Era brava Lila. Sapeva sempre cosa fare.
Muoveva la mano in modo deciso su di lui ed ancora di più spostava le labbra sul suo corpo lasciandolo umido.
Dio, era questo quello che gli serviva.
Non sentì più il suo peso addosso e riaprì gli occhi, quando la vide in ginocchio, ai piedi del letto, sorrise poggiando la schiena al materasso deciso a godersi a pieno quel momento.
I bocchini di Lila erano i migliori di tutta Parigi, poteva giurarlo.
Gli si mozzó il respiro non appena sentì la sua lingua accarezzarlo con decisione.
Cazzo se era brava.
Continuò per diversi minuti, lo fece impazzire quando si staccò per tornare a baciarlo.
Adrien strinse forte il suo seno baciandolo e leccandolo mentre lei con la mano lo aiutava ad entrare. Era sempre così impaziente.
Lo cavalcò con bramosia, veloce e brava da morire. Non perdeva mai il ritmo. Venì su di lui tre volte, senza mai staccarsi.
Quando il biondo capì che era sfinita se la mise sotto di lui, si alzò con il busto e reggendole le cosce iniziò a sbatterla con forza. Lei gemeva il suo nome. Era gratificante e soddisfacente e Lila lo sapeva l'effetto che faceva su di lui. Appena sentì di stare per venire si levò da dentro di lei che lo afferrò finendo il lavoro sul suo addome.
Il biondo si lasciò andare al suo fianco, la ragazza sorrideva contenta. Entrambi erano soddisfatti.
Lila si alzò per andarsi a levare lo sporco di dosso e Adrien la guardò camminare nuda per la stanza.
« Sai che non abbiamo finito, vero dolcezza?»  La guardò con uno sguardo che lasciava davvero poco all'immaginazione ed un sorriso furbo che venne ricambiato.
« Lo speravo.»  Tornò al suo fianco sul letto e poggiò la testa al suo petto.
« Come sta Juleka?»  Chiese portando il braccio intorno alle spalle della ragazza.

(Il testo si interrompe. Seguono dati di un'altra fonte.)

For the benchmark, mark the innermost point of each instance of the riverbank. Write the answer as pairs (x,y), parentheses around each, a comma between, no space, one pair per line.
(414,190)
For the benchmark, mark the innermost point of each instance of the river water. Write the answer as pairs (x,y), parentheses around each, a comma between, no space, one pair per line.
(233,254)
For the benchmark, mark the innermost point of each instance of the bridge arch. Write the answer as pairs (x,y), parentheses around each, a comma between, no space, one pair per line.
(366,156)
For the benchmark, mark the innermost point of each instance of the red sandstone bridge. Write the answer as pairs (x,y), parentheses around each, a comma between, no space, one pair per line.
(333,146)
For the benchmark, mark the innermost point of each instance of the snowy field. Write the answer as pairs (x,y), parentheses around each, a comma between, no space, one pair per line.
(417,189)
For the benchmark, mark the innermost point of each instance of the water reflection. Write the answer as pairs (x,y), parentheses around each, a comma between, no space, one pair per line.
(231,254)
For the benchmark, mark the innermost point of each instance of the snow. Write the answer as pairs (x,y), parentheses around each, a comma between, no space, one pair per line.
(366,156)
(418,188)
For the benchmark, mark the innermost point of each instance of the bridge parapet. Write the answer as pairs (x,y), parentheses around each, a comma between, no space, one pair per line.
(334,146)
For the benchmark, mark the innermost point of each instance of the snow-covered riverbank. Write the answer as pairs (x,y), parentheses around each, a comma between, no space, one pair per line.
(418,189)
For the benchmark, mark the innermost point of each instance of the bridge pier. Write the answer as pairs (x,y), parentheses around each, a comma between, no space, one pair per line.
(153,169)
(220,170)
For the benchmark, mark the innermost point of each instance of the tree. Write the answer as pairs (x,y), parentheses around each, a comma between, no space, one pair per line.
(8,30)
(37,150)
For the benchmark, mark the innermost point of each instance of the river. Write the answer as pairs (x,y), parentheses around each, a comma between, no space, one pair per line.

« Sai com'è sempre pronta a minimizzare, ma credo che grazie alle medicine che ci hai portato sia migliorata.»  Sorrise sincera.
« Ne sono contento. Dille che passerò a trovarla, magari le porterò un regalo.»
« Credo si sia presa una cotta per te.»  Disse teneramente divertita.
« Allora meglio non farle sapere che mi scopo la sorella.» Nel dirlo sorrise divertito e le si posizionò sopra, pronto per ricominciare.